Но я подозреваю, в конце концов, нет большой разницы, в какую школу вы ходите, в лес или в город. Искренний человек узнает примерно одни и те же вещи в обоих местах. Различия поверхностны, сходства глубоки и многочисленны. Отшельник — это отшельник, а поэт — поэт, вырос ли он в городе или в деревне. Мне принудительно напомнили об этом факте недавно, открыв произведения Чарльза Лэма после того, как я читал произведения нашего Генри Торо. Лэм не заботился о природе, Торо — почти ни о чем другом. Один был так же привязан к городу и жизни улицы и таверны, как другой — к деревне и жизни животных и растений. И все же они близкие родственники. Они издают один и тот же тон и настроены примерно на один и тот же ключ. Их методы одинаковы; так же как их причудливость и презрение к риторике. У Торо более сухой юмор, как и следовало ожидать, и он менее желудочный. В Лэме больше сока и елейности, но этим он обязан своей национальности.

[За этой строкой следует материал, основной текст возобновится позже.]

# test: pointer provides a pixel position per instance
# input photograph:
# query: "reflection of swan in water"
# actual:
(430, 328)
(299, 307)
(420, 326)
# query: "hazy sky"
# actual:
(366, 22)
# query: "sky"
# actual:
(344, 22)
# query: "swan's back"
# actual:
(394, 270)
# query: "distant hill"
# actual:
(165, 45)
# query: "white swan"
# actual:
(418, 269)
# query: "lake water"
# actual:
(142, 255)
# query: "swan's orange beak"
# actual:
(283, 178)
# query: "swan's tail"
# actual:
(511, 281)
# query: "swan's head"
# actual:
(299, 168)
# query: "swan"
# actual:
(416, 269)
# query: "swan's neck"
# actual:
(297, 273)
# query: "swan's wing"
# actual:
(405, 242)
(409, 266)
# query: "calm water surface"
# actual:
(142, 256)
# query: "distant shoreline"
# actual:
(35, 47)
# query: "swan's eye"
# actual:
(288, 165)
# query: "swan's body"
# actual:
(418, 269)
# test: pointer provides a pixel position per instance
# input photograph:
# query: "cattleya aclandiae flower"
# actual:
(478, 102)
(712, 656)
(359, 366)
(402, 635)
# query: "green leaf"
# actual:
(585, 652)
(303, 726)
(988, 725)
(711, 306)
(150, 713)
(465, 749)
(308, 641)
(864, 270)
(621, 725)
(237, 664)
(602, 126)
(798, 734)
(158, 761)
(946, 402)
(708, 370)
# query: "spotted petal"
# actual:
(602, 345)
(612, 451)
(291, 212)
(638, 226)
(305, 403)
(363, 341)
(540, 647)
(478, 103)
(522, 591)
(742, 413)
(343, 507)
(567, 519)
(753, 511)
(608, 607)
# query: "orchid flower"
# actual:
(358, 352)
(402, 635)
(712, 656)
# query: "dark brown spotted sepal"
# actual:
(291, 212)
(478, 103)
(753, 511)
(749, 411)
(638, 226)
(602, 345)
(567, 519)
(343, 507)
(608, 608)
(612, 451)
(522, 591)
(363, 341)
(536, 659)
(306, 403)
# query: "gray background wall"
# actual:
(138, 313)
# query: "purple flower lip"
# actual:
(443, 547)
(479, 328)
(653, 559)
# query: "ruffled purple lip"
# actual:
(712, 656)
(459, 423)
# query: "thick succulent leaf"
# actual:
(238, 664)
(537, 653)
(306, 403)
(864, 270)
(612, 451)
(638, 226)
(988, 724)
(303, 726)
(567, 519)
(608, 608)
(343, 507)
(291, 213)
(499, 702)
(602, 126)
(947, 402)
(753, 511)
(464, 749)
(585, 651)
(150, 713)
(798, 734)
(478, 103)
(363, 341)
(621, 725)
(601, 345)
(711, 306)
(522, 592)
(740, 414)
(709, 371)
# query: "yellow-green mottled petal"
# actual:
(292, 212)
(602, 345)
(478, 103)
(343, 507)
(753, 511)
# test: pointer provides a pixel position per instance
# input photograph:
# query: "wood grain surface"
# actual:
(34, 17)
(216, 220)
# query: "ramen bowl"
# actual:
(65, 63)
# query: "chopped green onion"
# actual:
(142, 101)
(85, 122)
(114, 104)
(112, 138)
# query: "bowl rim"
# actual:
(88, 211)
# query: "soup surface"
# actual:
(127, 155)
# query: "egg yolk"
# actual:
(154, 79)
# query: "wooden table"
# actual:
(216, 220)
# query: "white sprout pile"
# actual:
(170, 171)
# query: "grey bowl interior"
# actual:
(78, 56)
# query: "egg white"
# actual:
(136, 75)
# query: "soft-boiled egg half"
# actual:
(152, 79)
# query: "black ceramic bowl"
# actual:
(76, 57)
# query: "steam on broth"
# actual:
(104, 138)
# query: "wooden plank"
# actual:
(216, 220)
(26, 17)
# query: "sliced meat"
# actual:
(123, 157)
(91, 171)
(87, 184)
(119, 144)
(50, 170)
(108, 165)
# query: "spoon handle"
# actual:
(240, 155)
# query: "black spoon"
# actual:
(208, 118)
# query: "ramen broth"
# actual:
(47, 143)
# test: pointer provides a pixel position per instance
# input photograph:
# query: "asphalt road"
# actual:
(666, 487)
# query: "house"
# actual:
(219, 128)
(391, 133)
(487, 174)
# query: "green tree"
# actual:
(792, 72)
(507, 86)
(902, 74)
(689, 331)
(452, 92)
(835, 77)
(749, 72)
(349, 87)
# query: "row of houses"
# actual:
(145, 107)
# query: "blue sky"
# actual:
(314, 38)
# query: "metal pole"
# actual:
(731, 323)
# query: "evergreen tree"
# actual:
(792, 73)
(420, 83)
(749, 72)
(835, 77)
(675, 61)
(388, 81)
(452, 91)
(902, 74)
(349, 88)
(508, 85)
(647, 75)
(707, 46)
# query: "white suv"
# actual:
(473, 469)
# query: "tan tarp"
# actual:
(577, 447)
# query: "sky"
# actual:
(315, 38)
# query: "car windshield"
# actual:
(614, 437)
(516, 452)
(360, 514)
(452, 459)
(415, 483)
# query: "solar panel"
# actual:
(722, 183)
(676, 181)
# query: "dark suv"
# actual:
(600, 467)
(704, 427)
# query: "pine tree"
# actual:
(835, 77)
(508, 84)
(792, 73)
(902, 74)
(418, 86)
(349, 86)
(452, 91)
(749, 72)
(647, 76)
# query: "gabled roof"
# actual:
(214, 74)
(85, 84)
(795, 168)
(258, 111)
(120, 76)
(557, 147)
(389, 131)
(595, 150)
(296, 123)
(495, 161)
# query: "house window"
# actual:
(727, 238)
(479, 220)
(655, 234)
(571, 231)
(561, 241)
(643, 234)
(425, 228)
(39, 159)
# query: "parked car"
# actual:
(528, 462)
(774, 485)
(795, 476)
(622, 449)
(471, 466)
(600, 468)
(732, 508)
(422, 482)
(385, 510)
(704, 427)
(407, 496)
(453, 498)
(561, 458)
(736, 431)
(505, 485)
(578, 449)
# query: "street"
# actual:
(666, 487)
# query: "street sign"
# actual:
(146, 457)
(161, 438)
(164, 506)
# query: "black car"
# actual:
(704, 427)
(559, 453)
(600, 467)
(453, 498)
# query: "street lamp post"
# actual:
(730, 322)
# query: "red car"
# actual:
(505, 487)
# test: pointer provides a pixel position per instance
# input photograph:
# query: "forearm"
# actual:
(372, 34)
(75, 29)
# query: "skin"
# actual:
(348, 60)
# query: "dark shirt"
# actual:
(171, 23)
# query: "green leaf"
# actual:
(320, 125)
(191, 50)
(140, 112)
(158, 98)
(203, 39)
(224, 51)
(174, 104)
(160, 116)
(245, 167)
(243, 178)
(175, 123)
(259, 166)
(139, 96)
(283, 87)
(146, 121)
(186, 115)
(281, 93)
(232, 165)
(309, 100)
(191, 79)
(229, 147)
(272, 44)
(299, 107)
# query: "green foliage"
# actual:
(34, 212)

Оба — эссеисты, которые в менее рефлексивную эпоху были бы поэтами в чистом виде. Оба были худыми, носатыми людьми, и мне кажется сходство даже в их портретах. Торо — это Лэм полей и лесов Новой Англии, а Лэм — это Торо лондонских улиц и клубов. В Торо была своенравность и извращенность, за которыми он скрывал свою застенчивость и свою тонкую кожу, и был похожий фокус у Лэма, хотя и менее выраженный, из-за его добродушия; это тоже было частью его брони.

VI

Говоря о сухом юморе Торо, вспоминаю, как верно старый английский елейный и сочувственный юмор умирает или умер в нашей литературе. Наш первый заметный урожай авторов имел его — Полдинг, Купер, Ирвинг, и в некоторой степени Готорн, — но наши поздние юмористы не имеют его вовсе, а вместо него — интеллектуальную быстроту и восприятие смешного, которое не лишено презрения.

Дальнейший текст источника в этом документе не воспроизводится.